28 settembre 2025

Giuseppe Verdi e il suo territorio sono di tutti, nessuno escluso

Alcuni giorno or sono, più precisamente il 25 settembre, con una particolare cerimonia, svoltasi a Piacenza, è stato presentato al pubblico in anteprima nazionale, alla presenza del regista Riccardo Marchesini, il docufilm dal titolo “Le stanze di Verdi” a cura di Pupi Avati.

Il ritrovato interesse per la figura di Giuseppe Verdi nasce non dalla necessità di approfondire aspetti ancora poco conosciuti della sua carriera artistica, piuttosto è un'occasione per farci scrutare, grazie agli occhi del protagonista del film, impersonato da dall'attore Giulio Scarpati, le origini familiari del Maestro e il suo lascito non solo culturale ma soprattuto patrimoniale. Un itinerario geografico che porterà il protagonista a viaggiare da Piacenza alle Roncole, da Busseto a Milano, per poi tornare a Villanova d'Arda e a Sant'Agata, accompagnato dal suo Virigilio, l’avvocato Marco Corradi coprotagonista del docufilm.

Differenti letture possono essere fatte del docufilm “Le stanze di Verdi” e questo dipenderà dal punto di vista dello spettatore, intendo che dipenderà dalla cultura dell'individuo che osserva, dalle sue origini geografiche. Il patos che sente il protagonista, scoprendo luoghi e persone a lui totalmente sconosciuti, la distanza emotiva che riesce a tenere da quello che viene a scoprire durante il suo percorso geografico, è soprattuto stupore per le tante novità riguardanti le attività “collaterali” di Giuseppe Verdi, di imprenditore e benefattore. Potremmo affermare che quanto vediamo nel film è come una geostoria verdiana, osserviamo infatti l'evoluzione di un territorio in rapporto alle sostanze che Giuseppe Verdi vi ha lasciato, luoghi ove ha vissuto. Le immagini, preziose e seducenti, che defilano, e seguono il percorso dell'automobile che permette di accompagnare il protagonista nell'itinerario deciso dal suo “Virgilio”, sono come istanti di una carta geografica mentale che si trasforma in un territorio, si passa dalla rappresentazione di quello che noi credevamo di sapere, alla realtà odierna dei luoghi verdiani. Come dicevo la lettura e l'interpretazione del film dipenderà dalla sensibilità e dal territorio di provenienza dello spettatore, ci sono immagini e storie raccontate che parleranno molto di più a chi tradizionalmente è legato per storia familiare alle terre piacentine, parmensi e cremonesi, e questo potrà innescare critiche, rivalità, antagonismo campanilistico. Perché scrivo questo? Per ricordare che il docufilm è liberamente ispirato dal libro di Marco Corradi “Verdi non è di Parma” del 2023, che riprende e amplia le ricerche storiche archivistiche realizzate dalla studiosa statunitense Mary Jane Phillips-Matz, pubblicate nel libro “Verdi. Il grande gentleman del Piacentino”, edito nel 2001.

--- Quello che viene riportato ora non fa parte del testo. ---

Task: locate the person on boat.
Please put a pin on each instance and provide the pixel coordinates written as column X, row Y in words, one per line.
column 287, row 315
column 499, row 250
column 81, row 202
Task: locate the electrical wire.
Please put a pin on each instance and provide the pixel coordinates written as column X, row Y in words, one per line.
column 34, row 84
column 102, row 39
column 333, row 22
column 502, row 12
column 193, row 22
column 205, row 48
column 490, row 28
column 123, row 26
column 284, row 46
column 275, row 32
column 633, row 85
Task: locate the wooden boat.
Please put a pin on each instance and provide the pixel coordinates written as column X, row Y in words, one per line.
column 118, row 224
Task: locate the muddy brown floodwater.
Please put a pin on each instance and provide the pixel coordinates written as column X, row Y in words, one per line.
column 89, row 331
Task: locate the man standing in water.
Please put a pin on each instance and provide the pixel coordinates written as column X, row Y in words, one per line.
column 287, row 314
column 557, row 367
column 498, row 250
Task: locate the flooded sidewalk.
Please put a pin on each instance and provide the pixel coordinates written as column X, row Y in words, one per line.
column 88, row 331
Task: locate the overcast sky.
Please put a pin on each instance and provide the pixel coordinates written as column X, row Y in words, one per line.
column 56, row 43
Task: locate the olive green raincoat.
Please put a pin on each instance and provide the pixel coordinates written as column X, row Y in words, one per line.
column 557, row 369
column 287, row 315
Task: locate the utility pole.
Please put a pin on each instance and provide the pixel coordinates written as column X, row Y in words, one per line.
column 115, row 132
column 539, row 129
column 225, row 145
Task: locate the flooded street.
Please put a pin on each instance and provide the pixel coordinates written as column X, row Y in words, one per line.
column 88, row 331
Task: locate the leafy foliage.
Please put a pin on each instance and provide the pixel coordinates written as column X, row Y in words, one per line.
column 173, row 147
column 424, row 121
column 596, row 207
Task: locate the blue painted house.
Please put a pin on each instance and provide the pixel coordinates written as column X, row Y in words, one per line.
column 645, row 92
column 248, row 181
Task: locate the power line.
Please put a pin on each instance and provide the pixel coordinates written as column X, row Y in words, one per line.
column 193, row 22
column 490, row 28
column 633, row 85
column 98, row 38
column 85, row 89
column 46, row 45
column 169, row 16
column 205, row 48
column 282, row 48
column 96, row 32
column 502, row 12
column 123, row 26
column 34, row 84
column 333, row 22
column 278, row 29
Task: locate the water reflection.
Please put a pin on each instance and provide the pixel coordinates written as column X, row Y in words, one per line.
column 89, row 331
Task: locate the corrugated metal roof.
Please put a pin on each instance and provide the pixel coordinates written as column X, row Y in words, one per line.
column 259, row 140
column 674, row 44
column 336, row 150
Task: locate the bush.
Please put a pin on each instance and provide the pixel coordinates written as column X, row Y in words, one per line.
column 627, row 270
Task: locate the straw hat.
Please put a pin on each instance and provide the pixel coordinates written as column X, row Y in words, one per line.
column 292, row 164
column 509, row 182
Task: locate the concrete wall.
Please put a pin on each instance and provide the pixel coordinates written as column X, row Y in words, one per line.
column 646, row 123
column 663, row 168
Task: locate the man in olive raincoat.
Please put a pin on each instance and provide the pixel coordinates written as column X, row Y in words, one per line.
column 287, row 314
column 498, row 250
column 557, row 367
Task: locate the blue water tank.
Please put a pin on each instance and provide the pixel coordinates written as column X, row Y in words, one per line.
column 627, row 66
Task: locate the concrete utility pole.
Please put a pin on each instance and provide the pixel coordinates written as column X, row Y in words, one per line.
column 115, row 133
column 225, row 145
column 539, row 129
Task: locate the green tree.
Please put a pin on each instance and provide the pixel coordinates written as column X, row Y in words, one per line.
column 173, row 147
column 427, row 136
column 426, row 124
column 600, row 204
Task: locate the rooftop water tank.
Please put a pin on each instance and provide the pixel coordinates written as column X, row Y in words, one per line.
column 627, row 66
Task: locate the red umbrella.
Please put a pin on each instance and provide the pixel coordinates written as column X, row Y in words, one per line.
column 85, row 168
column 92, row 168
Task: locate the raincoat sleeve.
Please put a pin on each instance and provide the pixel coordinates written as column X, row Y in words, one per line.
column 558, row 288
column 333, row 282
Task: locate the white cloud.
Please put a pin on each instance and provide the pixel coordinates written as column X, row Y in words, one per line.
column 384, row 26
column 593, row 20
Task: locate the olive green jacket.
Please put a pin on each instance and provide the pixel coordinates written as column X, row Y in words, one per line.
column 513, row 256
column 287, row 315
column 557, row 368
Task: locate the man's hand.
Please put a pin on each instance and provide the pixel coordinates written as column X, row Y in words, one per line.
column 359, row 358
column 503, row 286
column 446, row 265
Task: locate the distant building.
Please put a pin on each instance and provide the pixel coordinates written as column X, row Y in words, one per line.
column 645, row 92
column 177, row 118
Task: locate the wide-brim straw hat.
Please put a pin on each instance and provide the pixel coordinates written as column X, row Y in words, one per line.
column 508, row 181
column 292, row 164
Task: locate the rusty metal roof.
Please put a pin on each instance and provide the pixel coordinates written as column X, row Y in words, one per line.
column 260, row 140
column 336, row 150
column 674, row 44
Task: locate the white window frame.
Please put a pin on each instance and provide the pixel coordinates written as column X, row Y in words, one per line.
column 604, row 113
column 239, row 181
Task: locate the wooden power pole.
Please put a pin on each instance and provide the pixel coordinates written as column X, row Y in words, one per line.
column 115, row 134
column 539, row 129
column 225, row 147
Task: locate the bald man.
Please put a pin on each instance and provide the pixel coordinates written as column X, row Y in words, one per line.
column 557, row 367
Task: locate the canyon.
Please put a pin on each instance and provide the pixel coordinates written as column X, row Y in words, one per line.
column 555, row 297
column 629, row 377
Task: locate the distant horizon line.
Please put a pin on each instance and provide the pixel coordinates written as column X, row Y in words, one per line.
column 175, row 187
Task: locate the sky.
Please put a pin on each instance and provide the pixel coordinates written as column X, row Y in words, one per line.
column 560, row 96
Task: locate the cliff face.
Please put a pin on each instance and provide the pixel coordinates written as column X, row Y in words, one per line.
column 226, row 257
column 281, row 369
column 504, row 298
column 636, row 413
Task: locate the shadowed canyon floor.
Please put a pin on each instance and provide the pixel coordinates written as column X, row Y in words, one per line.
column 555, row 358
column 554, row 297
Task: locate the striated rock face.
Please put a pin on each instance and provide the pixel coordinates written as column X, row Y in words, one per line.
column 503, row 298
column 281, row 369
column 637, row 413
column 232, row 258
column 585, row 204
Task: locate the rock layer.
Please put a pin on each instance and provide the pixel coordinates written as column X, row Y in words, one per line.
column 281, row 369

Il protagonista per fortuna è come un antropologo che mantiene una corretta distanza con le cose osservate, ci permette di osservare e ascoltare i racconti delle persone che incontra nel suo itinerario verdiano, ognuna intimamente legata al territorio nel quale visse Giuseppe Verdi, pertanto sul piano comunicativo fortemente condizionate da questo, dalla prossimità con quei luoghi. Anche il film è stato possibile solo grazie a sponsor locali (piacentini) che sembrano gareggiare sul piano comunicativo, quasi fosse un certame, con altrettante realtà parmigiane. Se sapremo uscire e superare questa prossimità che noi abbiamo con quei territori, saremo in grado di ritrovare l'armonia giusta affinché i differenti protagonisti, che oggi cercano di trovare una soluzione all'abbandono nel quale si trova il patrimonio verdiano (la Casa di Sant'Agata, l'Ospedale di San Giuliano piacentino e via dicendo), possano agire nell'interesse collettivo e non solo di una parte. Giuseppe Verdi e il suo territorio sono di tutti, nessuno escluso. La semiologia, la scienza che studia i segni, afferma che la distanza relazionale tra le persone è correlata dalla distanza fisica, e che l'oscurità tende a far accorciare le distanze tra le persone; credo allora che la sala oscura del cinema potrebbe essere il luogo giusto per ritrovare quell'armonia che ci manca. Il docufilm è il riflesso di quello che noi siamo, il racconto sembra invitarci ad essere come il protagonista del film, con quel candore infantile con il quale scopre i luoghi verdiani, e sembra invitarci ad una catarsi per liberarci dalle situazioni conflittuali che spesso governano i sentimenti e i pensieri di chi dovrebbe occuparsi della salvaguardia delle “stanze di Verdi”.